Но если передо мной вдруг мелькала перспектива удовлетворения своих желаний, перспектива радости и невероятной силы, заряжающая и стимулирующая идея господства, откликающаяся на глубинные потребности очаровательной женщины, я быстро выбрасывал эти пугающие видения из головы. Я боялся глубоко заглянуть в себя.
Был ли я достаточно силен, чтобы принять то, что мог бы там увидеть? Не безопаснее ли прятаться в пещере лжи, чем встать на скалу правды, обозревая мир?
Когда человек стоит на солнечном свету и чувствует ветер реальности, каким промозглым и постыдным представляется ему убежище фальши, какой глупой кажется боязнь дневного света и свежего воздуха!

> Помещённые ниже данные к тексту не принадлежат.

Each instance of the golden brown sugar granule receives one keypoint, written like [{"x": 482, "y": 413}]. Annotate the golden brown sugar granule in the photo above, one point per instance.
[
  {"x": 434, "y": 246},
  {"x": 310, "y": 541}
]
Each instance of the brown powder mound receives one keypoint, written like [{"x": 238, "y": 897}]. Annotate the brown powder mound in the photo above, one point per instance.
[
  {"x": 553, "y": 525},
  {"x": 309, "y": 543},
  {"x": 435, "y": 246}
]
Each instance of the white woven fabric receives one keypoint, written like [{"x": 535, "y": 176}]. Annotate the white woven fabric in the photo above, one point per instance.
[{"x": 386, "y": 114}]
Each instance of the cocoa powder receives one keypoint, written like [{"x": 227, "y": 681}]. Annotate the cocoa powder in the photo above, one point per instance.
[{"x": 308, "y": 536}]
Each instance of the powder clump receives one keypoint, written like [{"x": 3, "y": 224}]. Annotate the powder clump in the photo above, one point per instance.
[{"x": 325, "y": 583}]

Но я, землянин, воспитанный мифами, быстро осмеял идею страха перед мужским началом. Я хорошо знал, что представляет собой мое мужское начало. Знал также, насколько должен соответствовать ему. Я понимал, что должен быть мягким, заботливым, похожим на женщину и слушаться каждого женского каприза, иначе меня назовут животным. Теперь я сознаю, что эти познания не учитывали сигналов природы, сформированных суровой эволюцией, ссылок на генетические задатки, заложенные в нас во времена, когда на лугах слышалась крадущаяся поступь саблезубых тигров, а на холмах раздавался рев мастодонтов. Мифы, на которых я был воспитан, не рассказывали о мрачных песнях и криках охотников, они не повествовали о бивачных кострах и ножах из голубого кремня, о мясе, приготовленном пленными женщинами с ремнями на шеях. Некая реальность не была обозначена в формулах, которые мне преподавались. Один пункт оказался пропущен в определениях того, что называется словом «мужчина».
— Я преклоняю колени перед моим господином и жду, когда он возьмет меня силой, — сказала Лола.

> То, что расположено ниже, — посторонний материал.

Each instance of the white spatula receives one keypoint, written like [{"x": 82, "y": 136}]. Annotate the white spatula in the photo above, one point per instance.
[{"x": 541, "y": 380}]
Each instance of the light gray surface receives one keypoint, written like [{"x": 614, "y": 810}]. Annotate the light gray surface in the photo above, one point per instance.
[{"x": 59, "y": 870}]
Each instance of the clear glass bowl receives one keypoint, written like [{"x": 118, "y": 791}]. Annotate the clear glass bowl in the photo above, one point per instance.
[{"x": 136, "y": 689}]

Я завыл от отчаяния и разочарования. Лола испуганно посмотрела на меня, не в состоянии понять, что терзает ее господина на одну ночь. Мне хотелось схватить ее и бросить спиной на солому, выплеснуть на нее свою ярость и радость, бессознательно удовлетворяя свои права над ней. Права, данные мне от природы! Сжать в руках ее горячую плоть, заставить ее извиваться от моих прикосновений и кричать о своей покорности… Но я знал, что я — землянин, а она — личность. Внезапно и злобно я набросился на нее и ударил по спине тыльной стороной левой ладони. Лола упала вперед. Я поразился тому, что сделал. Но все произошло так быстро, что я едва осознал, что происходит.
Я пришел в ярость не из-за нее, а из-за себя. Лола не виновата. Она просто обнаженная, возбужденная, красивая, закованная в ошейник рабыня у моих ног. Нет ее вины ни в том, что она брошена ко мне, ни в том, что ее переполняют желания. Однако рабыня стала очевидной причиной моих сомнений и страданий. Именно поэтому я и ударил ее.

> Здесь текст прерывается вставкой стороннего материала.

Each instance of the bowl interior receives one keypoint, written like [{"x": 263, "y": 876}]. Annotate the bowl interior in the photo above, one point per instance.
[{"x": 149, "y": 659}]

Это было глупо и бессмысленно. Девушка упала на солому, и кровь показалась у ее красивого рта. Я ожидал, что она посмотрит на меня со страхом и упреком. Вместо этого Лола опустила голову и быстро поползла к моим ногам. Легла животом на солому передо мной, приподнявшись на локтях, и опустила голову прямо у моих ног. Я почувствовал, как ее мягкие полные губы целуют мои ступни. В голосе девушки появились удивление и радость.
— Да, господин. Спасибо, господин. Я прошу прощения, что не угодила тебе, — проговорила она.
Тогда я понял, что бедняжка приняла мой удар за знак господства над ней, за яркое свидетельство моего старшинства. Ее поцелуи были проявлением благодарности.
— Достаточно, — сказал я.
— Хорошо, господин, — ответила Лола, оставаясь лежать у моих ног. Она только отвернула голову в сторону и положила правую щеку на мою ногу.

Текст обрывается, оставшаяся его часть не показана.